第二百七十九話
迷い家を出た俺は交戦を最小限に抑えて進む。草原や荒野などの高さがあるフィールドでは空歩を使って接敵を回避し、迷宮や洞窟のように高さがないフィールドは神炎の連打で時間の短縮を図った。
それでも戦利品の魔石は増えていくので迷い家を開き運び込む。魔石など放って先に進みたい所だが、それの回収が氾濫の抑制に必要なので放置も出来ない。
そのついでに昼食代わりのカロリーバーを取りに行った。リビングで待機していた井上上等兵に冬馬伍長の様子を聞く。
「井上上等兵、冬馬伍長の様子はどうじゃな?」
「かなり痛むのを我慢していたようです。布団に寝かしつけて久川上等兵が監視しているのでご安心を」
カロリーバーと水のペットボトルを持ち再度ダンジョンを進む。飛ぶ上に速度も速い火鷹が鬱陶しい。遠距離で倒すと魔石の回収が面倒なのだ。
それでも十九時頃に地上に戻る事が出来た。ダンジョン通いで俺の身体能力も鍛えられているのかもしれない。
三人を迷い家に入れたまま南を目指す。水中村に医師は常駐していないので最低でも沼田まで行かねばならない。
軍が常駐しているので軍医は居るかもしれないが、検査する機器がどれ程揃っているか不明なので総合病院を探した方が良いだろう。

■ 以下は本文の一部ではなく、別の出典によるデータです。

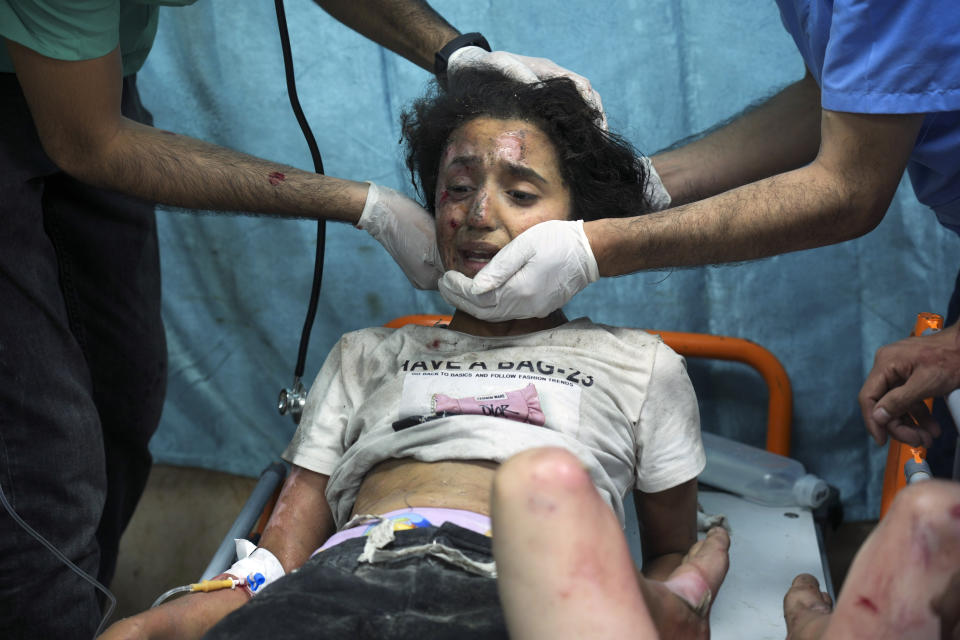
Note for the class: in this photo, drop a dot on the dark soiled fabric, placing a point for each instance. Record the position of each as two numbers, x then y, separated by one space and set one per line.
82 374
335 596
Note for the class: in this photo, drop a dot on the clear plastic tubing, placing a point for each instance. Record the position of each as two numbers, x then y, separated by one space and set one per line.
760 476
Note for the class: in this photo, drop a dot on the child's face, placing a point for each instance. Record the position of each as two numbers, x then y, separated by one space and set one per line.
497 179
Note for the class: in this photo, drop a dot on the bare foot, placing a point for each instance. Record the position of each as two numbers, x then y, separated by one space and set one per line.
806 609
680 606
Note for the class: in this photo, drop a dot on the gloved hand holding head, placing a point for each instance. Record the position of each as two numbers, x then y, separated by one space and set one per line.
496 158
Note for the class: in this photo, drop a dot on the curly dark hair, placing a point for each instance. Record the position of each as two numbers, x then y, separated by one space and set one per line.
601 169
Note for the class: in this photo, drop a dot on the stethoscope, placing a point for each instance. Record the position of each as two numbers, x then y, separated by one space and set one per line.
293 398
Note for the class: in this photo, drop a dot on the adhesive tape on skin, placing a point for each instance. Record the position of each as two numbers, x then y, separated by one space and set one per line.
255 566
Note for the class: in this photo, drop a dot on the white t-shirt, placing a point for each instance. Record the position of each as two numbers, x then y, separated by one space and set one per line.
618 399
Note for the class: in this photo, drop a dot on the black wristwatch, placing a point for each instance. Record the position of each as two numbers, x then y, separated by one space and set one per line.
442 56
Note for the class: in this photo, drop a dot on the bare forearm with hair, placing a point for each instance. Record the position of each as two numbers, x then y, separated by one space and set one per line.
410 28
164 167
842 194
76 109
301 521
781 134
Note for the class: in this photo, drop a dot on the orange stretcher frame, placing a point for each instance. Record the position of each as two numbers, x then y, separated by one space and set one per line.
899 453
701 345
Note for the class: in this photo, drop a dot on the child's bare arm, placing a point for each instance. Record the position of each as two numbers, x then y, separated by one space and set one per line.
668 523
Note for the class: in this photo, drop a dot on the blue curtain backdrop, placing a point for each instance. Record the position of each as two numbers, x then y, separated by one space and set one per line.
236 288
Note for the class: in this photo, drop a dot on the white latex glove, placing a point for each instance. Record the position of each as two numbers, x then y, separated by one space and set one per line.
406 231
535 274
656 193
522 68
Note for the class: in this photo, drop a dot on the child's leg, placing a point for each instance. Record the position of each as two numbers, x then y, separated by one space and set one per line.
905 564
564 566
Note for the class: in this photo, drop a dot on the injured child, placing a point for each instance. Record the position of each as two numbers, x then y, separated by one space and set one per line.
383 526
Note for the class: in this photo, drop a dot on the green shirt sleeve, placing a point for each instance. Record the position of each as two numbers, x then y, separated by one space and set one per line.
82 29
62 29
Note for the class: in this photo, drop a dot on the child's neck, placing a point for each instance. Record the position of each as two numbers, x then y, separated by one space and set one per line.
465 323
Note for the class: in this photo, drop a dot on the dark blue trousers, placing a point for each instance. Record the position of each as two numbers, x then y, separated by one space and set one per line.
82 374
333 596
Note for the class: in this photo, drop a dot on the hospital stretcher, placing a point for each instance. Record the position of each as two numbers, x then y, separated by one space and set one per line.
769 545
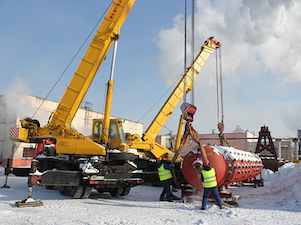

空中を走りながらスマホを取り出し関中佐へとかける。ダンジョンを出た事と冬馬伍長が負傷した事を報告しなければならない。
「玉藻様、ダンジョンから戻られたのですね。予定よりお早いお戻りですが何かありましたか?」
「冬馬伍長が負傷したのじゃ。背中を強打し強い痛みを感じておるで迷い家に寝かせておる。沼田で医師に診察を頼もうと思うておるが・・・」
「玉藻様、今日は土曜日で総合病院でも救急医しか居ないでしょう。高崎から高速鉄道で大宮までお戻り下さい、お迎えに参ります。切符は高崎駅の窓口に用意させますので」
関中佐の選択はこのまま大宮まで戻るという物だった。俺としては早く冬馬伍長に診察を受けて貰いたいのだが、理由があるのだろうか。
「玉藻様、普通の病院で検査を受けても結果が出るまで時間がかかります。なので滝本医師に大宮まで来てもらい、伍長を診てもらうのが最も早いかと」
「成る程、流石は関中佐じゃ。ならば全速で高崎に向かう故、手配を頼むぞえ」
説明を聞いて納得した。確かにレントゲンだ血算だCTだと検査をすれば時間がかかる。しかし父さんと合流して診てもらえばすぐに状態が判明するのだ。
そして父さんならば迷い家の事も承知しているので、機密保持という点でも最適だ。関中佐はすぐにそこまで考えて提案したのだろう。
「関中佐との縁が出来た正月の事件は、本当にラッキーだったのぅ。父さんを侮辱されたのは許せぬがそれだけは感謝しても良いのぅ」
ひたすら走り続け高崎駅に到着した。土曜日の夜とあって人影は少なかったがいきなり現れた狐巫女に騒ぎが起こる。話しかけては来ないもののスマホを向けてくる人達を無視して窓口へと向かう。
「すまぬ、玉藻という者じゃが陸軍情報部の関中佐から話は来ておるかのぅ」
「は、はいっ!大宮までの高速鉄道の乗車券をお渡しするよう通達がありました。こちらになります」
どうやら事前に発券しておいたらしい特急券と乗車券を受け取る。次の列車まで十分程待ったが自分の足で走るより遥かに早く着く。
俺は到着した列車に乗り込むと大宮への到着予定時刻を関中佐にメールした。